Looking at analytics data is also a must. It shows you what people are doing, but never answers the why question. But when you are doing user research for an already existing service it’s inevitable to look at analytics data.
Anyhow, there are more methods to use in this phase, but when you think about methods consider that your aim is to have an understanding on the pain points of people.

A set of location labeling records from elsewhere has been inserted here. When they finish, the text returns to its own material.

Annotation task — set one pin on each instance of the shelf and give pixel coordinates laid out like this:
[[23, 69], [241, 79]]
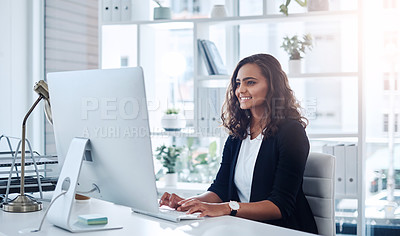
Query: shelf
[[189, 132], [274, 18], [213, 77], [331, 135], [322, 75]]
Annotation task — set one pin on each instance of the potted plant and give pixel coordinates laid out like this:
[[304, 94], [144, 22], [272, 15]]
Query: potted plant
[[160, 12], [284, 7], [296, 48], [172, 120], [168, 157]]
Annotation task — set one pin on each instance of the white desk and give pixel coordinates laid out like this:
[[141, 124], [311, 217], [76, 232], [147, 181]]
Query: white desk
[[136, 224]]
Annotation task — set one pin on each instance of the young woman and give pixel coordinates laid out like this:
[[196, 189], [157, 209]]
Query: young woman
[[261, 173]]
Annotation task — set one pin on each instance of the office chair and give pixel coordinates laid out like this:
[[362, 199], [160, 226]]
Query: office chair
[[319, 189]]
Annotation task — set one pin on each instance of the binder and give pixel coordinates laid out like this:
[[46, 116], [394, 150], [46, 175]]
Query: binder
[[202, 114], [126, 11], [205, 58], [106, 9], [214, 109], [214, 57], [339, 153], [351, 169], [116, 10]]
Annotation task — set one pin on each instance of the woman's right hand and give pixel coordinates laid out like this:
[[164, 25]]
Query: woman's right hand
[[170, 200]]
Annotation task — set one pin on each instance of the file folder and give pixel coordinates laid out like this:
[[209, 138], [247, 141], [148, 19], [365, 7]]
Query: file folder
[[106, 9], [339, 153], [351, 170]]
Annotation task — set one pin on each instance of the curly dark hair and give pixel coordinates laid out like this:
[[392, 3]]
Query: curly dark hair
[[280, 102]]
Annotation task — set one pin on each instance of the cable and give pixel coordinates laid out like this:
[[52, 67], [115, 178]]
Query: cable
[[51, 203]]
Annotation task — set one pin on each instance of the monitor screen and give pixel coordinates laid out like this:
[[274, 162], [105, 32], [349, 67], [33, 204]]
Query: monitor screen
[[109, 108]]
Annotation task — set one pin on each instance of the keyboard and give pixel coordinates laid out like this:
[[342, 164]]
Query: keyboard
[[182, 215]]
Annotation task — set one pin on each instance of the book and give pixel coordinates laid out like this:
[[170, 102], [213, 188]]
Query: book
[[214, 57], [205, 58]]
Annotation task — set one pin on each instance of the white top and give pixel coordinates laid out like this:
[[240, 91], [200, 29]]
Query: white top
[[245, 166]]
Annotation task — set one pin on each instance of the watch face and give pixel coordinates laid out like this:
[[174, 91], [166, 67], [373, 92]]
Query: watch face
[[234, 205]]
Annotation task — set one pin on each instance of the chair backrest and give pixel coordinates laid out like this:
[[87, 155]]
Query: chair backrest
[[319, 188]]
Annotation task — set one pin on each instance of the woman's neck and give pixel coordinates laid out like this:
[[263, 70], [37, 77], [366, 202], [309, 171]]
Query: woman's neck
[[257, 125]]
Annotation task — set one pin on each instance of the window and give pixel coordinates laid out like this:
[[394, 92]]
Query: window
[[71, 42]]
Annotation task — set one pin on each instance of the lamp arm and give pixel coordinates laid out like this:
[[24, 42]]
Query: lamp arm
[[22, 190]]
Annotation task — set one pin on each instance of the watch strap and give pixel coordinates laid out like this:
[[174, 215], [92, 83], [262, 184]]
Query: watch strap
[[233, 212]]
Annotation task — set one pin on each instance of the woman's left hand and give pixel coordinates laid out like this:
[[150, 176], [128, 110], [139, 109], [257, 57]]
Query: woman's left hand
[[205, 208]]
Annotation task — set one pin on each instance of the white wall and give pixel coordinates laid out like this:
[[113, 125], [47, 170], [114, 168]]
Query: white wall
[[20, 66]]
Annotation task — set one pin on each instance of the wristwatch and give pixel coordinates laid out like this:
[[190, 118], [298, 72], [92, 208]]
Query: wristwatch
[[234, 207]]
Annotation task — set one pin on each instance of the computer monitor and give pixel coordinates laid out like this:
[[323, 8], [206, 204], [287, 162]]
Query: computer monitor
[[109, 108]]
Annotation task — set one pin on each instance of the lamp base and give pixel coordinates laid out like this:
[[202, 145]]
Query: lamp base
[[22, 204]]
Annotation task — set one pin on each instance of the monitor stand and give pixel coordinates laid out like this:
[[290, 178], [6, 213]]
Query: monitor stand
[[60, 212]]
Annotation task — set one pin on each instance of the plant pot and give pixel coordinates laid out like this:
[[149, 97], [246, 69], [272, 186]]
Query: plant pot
[[162, 13], [294, 67], [173, 122], [318, 5], [171, 179]]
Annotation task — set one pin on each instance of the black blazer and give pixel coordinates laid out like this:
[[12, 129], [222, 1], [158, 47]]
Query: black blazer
[[278, 175]]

During the testing and listening phases, your goal is to check your design if it works well for the users, and understand how they use it, what problems they face while using your service. These are the phases where usability testing comes in. Also check analytics regularly to see what people are doing. Talk to your customer service, and if possible talk to your users again, you can also gather relevant info from comments, forums, social media and even from search queries on your site.
3. Research Plan
As you see above it’s quite easy to get lost among the different methods. To avoid that uncomfortable feeling of not having a grasp on what you are doing, a research plan helps. This is a document to which you can always come back and see what you do and what’s happening in a particular project. Also very handy to get all participants on the same page, so everyone knows what is happening. So planning helps, and a research plan does this. In this particular document you describe:
- THE BACKGROUND
- STAKEHOLDERS INVOLVED
- RESEARCH OBJECTIVES
- PARTICIPANTS TO RECRUIT
- THE INTERVIEW GUIDE AND SCRIPT (VERY MUCH RECOMMENDED AND USEFUL!)
- TIMELINE TO SEE WHAT TO DO AND WHEN
So now that you know what to do and how to do it, the only thing remaining is to actually do it and once you’ve done it, you have to apply your findings and insights to the design and development process. We’ll cover that in another blog post.